Один из моих сотрудников – его давно нет в живых – учился в «наполас», это специальный интернат для будущих образцовых национал-социалистов. Он рассказывал, как один его впечатлительный соученик, сильно провинившийся в чём-то и вообразивший, будто его вина перед родиной в лице товарищей несовместима с жизнью, ушёл дождливым вечером в парк за спальным корпусом и там умудрился заколоть себя тупым полуигрушечным кинжальчиком из тех, что выдают в гитлерюгенде.
Если бы он выжил тогда и вырос, то, скорее всего, теперь не жалел бы чужих жизней – как тогда не пожалел собственной и заодно жизней тех, кто любил его.
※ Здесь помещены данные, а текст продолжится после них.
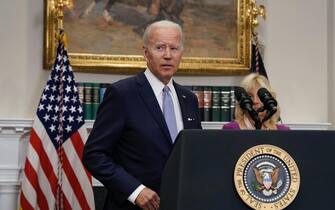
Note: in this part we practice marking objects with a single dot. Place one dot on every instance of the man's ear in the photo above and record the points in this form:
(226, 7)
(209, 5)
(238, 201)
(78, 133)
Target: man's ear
(145, 51)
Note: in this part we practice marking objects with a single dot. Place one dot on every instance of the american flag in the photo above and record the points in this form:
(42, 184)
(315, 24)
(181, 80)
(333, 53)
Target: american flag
(54, 176)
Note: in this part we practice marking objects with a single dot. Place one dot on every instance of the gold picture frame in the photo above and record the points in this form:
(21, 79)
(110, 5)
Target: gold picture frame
(203, 58)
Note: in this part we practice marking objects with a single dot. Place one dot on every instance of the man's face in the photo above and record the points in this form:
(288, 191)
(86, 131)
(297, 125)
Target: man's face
(163, 53)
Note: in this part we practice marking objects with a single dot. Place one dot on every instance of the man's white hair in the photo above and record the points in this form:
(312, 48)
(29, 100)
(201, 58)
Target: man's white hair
(162, 24)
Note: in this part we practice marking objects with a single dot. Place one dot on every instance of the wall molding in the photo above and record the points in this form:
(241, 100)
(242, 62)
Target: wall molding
(14, 137)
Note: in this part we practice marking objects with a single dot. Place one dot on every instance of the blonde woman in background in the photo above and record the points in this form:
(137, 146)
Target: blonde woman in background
(243, 121)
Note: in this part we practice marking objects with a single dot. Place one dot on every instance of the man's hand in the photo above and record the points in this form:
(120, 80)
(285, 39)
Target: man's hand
(148, 199)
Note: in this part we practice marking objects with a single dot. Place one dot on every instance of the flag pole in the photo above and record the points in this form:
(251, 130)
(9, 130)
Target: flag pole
(61, 38)
(254, 11)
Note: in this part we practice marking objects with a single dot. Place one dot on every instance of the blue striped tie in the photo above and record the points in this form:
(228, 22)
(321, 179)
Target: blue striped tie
(169, 115)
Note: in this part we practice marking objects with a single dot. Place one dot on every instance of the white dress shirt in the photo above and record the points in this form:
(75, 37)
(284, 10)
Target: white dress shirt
(157, 86)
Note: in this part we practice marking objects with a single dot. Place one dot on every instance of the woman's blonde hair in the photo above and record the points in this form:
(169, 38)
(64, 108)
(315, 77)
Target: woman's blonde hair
(251, 81)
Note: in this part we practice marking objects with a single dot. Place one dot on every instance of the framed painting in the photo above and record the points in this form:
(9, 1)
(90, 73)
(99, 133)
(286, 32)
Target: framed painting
(106, 35)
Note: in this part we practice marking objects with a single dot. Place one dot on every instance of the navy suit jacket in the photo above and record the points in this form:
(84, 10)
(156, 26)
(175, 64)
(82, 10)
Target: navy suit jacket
(130, 142)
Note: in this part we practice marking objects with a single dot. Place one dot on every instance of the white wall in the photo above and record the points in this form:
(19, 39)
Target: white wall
(296, 56)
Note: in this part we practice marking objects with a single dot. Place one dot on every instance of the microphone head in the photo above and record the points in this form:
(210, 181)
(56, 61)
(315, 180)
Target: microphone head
(242, 96)
(267, 99)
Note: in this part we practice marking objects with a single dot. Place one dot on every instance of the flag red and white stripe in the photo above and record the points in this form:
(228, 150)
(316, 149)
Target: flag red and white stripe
(54, 176)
Уничтожение идёт рука об руку с самоуничтожением. Больше тут нечего добавить.
Девять часов вечера. Наступила первая, уже неоднократно пройденная – я всегда сдавался после неё – фаза абстинентного синдрома. Сначала просыпается лёгкое, но притом навязчивое беспокойство; оно растёт, каменеет и наконец сдавливает грудь тяжкой тревогой. Вскоре после того мучительно ощущается нехватка воздуха, донимает зевота и глаза слезятся. Чуть позже возникает чувство, будто спину и плечи беспрестанно поглаживают маленькие ледяные ладони детей-призраков. Мороз по коже.
Почему-то больше всего страшусь не боли, что придёт на вторые сутки, а возможных галлюцинаций, про которые начитался у Крепелина.
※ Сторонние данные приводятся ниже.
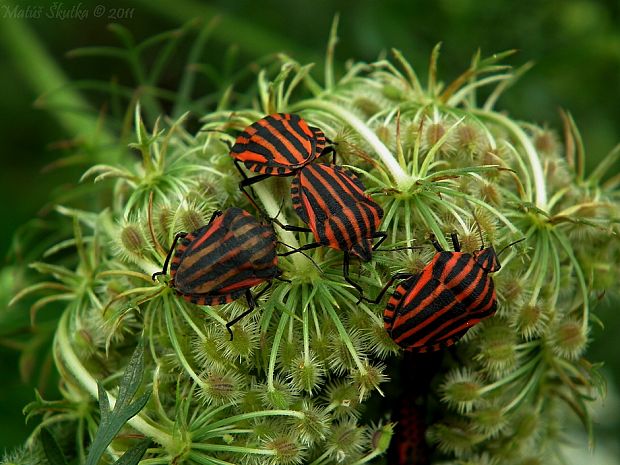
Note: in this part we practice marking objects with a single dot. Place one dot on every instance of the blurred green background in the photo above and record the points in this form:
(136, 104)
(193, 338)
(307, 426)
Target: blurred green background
(575, 45)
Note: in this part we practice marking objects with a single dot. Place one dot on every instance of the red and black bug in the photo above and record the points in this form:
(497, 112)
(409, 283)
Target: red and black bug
(278, 145)
(433, 309)
(332, 202)
(223, 260)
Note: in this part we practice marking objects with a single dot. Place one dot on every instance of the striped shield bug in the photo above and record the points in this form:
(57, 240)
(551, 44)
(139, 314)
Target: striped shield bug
(223, 260)
(332, 202)
(278, 145)
(433, 309)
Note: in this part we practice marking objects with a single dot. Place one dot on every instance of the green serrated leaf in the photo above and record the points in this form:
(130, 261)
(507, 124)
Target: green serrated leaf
(132, 377)
(52, 450)
(112, 422)
(133, 455)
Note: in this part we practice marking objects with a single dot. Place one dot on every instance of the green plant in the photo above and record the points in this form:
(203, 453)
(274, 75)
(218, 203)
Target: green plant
(298, 381)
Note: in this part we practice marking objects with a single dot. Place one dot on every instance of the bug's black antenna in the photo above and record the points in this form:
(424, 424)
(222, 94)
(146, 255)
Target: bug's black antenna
(510, 245)
(479, 229)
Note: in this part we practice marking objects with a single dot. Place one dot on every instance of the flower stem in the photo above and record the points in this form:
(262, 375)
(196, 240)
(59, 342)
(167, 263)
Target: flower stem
(402, 179)
(65, 356)
(530, 152)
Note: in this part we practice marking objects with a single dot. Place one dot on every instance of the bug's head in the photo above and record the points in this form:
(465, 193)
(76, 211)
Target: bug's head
(363, 250)
(487, 259)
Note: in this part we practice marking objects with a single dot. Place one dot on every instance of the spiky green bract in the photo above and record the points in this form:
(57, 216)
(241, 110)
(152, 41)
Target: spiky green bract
(301, 380)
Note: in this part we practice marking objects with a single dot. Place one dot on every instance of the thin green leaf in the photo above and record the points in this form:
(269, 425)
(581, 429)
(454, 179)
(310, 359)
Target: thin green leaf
(133, 455)
(132, 377)
(112, 422)
(104, 403)
(52, 450)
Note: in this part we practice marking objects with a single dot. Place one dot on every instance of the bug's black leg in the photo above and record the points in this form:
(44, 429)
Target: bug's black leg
(436, 244)
(216, 213)
(300, 250)
(329, 149)
(174, 244)
(312, 245)
(288, 227)
(382, 235)
(377, 299)
(455, 242)
(347, 278)
(248, 182)
(251, 306)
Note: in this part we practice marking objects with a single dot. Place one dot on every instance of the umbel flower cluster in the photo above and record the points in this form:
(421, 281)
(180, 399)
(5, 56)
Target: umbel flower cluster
(312, 376)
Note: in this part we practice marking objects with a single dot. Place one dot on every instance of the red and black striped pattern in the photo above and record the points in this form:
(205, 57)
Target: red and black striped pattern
(433, 309)
(278, 144)
(332, 202)
(219, 262)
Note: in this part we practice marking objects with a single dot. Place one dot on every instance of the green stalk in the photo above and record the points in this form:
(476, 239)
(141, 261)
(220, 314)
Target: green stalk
(401, 178)
(66, 357)
(530, 152)
(38, 68)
Говорят, русские вышли на Одер, где-то в районе Глогау, и захватывают всё новые плацдармы на берегу. 70 километров до Берлина. Всего 70 километров! Немыслимо. Страшно ли мне? Не знаю. Скорее тошно.
Моя надежда, моё искупление.
Нет, я не верю в то, что ты могла уйти с ними по доброй воле. Будь я проклят, если не разыщу тебя.
Дана. Родная речь
Динкельсбюль (Франкония) – Метгетен (Восточная Пруссия)
январь 1945 года
Больше всего она боялась потерять сознание. Почему-то была уверена, что самое страшное случится именно тогда, когда она будет находиться без чувств.
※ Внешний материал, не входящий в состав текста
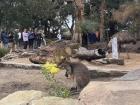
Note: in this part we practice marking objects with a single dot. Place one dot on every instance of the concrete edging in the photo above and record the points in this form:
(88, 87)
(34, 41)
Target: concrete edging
(20, 65)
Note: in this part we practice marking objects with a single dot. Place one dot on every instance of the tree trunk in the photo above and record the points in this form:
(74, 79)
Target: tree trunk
(79, 17)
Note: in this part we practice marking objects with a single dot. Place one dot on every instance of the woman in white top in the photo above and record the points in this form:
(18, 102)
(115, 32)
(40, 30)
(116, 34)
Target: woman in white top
(25, 38)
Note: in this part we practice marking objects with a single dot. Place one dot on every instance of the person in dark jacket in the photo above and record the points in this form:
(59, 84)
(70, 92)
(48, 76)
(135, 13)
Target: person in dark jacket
(4, 39)
(31, 38)
(11, 42)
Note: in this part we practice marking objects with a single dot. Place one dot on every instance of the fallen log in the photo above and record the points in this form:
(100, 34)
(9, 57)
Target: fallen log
(85, 54)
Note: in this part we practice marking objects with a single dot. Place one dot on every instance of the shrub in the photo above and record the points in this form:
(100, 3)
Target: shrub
(3, 52)
(57, 89)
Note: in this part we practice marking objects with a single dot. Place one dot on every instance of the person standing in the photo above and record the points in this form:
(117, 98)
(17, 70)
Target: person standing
(39, 38)
(4, 39)
(25, 38)
(31, 38)
(20, 39)
(11, 42)
(16, 38)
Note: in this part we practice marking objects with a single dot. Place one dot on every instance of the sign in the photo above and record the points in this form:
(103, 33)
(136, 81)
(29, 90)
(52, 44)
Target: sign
(115, 54)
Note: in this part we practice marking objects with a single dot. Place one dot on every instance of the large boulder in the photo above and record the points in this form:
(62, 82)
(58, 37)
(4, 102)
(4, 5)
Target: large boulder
(35, 98)
(111, 93)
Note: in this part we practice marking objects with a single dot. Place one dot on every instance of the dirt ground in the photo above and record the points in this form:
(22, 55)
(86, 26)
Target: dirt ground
(12, 80)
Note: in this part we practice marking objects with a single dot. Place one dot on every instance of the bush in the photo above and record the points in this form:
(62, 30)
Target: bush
(88, 26)
(3, 52)
(56, 89)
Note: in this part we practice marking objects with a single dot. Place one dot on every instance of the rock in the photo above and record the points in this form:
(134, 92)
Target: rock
(21, 97)
(35, 98)
(111, 93)
(130, 76)
(54, 101)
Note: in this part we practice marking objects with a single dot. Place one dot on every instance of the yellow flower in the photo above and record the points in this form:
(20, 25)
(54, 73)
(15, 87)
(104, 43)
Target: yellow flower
(51, 67)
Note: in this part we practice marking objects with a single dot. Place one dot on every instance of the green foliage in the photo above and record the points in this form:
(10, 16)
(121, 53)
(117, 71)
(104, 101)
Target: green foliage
(56, 89)
(88, 26)
(3, 52)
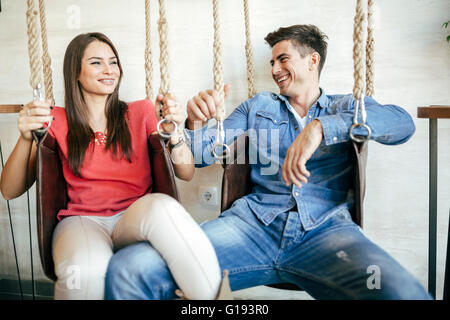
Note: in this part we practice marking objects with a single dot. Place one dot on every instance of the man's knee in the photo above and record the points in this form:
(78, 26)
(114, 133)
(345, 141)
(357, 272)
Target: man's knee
(138, 272)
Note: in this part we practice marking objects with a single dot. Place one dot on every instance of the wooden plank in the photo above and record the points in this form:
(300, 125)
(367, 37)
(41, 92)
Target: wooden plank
(433, 112)
(10, 108)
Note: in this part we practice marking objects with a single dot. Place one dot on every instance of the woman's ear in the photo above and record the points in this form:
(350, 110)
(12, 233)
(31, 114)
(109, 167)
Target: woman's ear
(314, 61)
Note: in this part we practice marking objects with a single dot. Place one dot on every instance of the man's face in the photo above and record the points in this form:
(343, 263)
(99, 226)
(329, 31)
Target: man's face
(289, 70)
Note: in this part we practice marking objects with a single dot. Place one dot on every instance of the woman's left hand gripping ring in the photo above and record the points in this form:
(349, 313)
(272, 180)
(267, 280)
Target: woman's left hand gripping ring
(164, 134)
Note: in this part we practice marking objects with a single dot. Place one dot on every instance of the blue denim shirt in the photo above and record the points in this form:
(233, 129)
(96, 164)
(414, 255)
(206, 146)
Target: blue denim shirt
(272, 126)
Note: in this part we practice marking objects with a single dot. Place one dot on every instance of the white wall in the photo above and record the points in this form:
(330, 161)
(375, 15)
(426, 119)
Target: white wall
(412, 61)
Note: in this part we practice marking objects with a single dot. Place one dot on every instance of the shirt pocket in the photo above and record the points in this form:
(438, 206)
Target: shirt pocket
(267, 120)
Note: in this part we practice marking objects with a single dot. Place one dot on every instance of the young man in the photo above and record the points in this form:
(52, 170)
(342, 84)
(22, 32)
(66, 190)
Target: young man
(295, 226)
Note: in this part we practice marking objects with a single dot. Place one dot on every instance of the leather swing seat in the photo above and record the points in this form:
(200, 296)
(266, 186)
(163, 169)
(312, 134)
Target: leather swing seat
(51, 190)
(236, 182)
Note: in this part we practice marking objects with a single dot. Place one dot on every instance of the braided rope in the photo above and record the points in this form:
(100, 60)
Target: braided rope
(46, 61)
(370, 51)
(33, 44)
(249, 53)
(358, 52)
(148, 54)
(164, 50)
(217, 68)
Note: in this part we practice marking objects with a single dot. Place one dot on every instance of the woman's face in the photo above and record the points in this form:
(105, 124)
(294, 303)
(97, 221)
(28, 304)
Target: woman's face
(100, 71)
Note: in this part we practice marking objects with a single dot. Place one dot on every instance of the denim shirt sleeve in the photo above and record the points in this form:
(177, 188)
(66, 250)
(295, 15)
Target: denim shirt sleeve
(202, 140)
(390, 124)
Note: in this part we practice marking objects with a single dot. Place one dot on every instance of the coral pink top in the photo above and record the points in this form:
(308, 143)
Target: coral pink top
(108, 184)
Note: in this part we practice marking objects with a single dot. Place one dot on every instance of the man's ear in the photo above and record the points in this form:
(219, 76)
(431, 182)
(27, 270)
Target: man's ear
(314, 60)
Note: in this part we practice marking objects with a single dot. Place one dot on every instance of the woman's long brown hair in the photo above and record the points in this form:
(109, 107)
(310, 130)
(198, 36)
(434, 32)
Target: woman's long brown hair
(80, 133)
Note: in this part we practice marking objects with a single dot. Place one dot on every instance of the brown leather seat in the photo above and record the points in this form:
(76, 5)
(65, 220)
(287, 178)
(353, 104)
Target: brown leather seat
(51, 191)
(236, 182)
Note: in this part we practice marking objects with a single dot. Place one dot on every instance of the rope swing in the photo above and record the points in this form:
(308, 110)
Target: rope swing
(148, 55)
(360, 61)
(36, 66)
(249, 53)
(163, 65)
(219, 88)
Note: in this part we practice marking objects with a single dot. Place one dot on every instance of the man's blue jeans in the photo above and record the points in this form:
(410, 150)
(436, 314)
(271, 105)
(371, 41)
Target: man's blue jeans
(333, 261)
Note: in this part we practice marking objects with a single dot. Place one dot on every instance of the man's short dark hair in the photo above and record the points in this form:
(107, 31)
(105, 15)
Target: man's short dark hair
(306, 37)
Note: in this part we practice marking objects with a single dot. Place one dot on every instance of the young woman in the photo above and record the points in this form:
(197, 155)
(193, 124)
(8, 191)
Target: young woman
(103, 148)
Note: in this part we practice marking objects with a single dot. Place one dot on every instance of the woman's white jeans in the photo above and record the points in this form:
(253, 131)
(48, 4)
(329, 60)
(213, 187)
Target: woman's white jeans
(83, 246)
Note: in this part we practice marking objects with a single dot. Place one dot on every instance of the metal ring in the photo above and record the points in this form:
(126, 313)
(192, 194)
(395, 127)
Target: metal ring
(42, 131)
(360, 139)
(225, 154)
(165, 134)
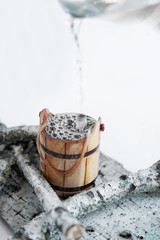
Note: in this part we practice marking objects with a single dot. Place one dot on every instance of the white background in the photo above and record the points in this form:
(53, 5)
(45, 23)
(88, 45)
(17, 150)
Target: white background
(121, 73)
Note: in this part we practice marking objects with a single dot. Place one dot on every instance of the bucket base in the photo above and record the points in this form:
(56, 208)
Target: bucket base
(65, 192)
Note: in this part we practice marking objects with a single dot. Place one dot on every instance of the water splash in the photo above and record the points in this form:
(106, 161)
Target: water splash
(75, 26)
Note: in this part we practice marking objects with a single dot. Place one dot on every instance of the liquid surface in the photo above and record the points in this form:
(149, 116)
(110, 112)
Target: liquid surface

И впрямь создавалось впечатление, что её напряжённая бдительность удерживала на должном расстоянии эсэсовцев, которые, даже связав ей руки за спиной и надев на голову плотный холщовый мешок, обошлись лишь тем, что больно хватанули за грудь, посмеялись, назвали «объедком» и «стиральной доской», отвесили пару несильных подзатыльников, укладывая на заднее сиденье автомобиля, и больше её не трогали, даже не говорили ничего. Лишь предупредили, чтобы лежала тихо. Ровная дорога то и дело сменялась просёлочными ухабами – по-видимому, эсэсовцы часто сворачивали с автобана и ехали в объезд. Несколько раз останавливались, и тогда автомобиль мелко дрожал от близкого, густого, мощного гула и скрежетания. Колонны военной техники, поняла Дана.
Потом страх оказаться избитой или изнасилованной несколько поутих из-за одной безотлагательной потребности. Рот у Даны был завязан. Она замычала и попыталась приподняться. Кто-то тут же ударил её по голове – так, что на мгновение потемнело в глазах, – однако она тщетно пыталась выговорить слова в мерзкую тряпку, от которой во рту был вкус плесени.
Тогда с неё сдёрнули мешок и убрали повязку со рта. Она увидела свирепую квадратную рожу эсэсовца – он едва ли не по пояс перевесился через спинку переднего сиденья и держал пистолет прямо у неё перед носом.
– Мне надо в туалет, – сказала Дана.
– Я те дам «туалет»! Сказал же – тихо лежать! – замахнулся эсэсовец.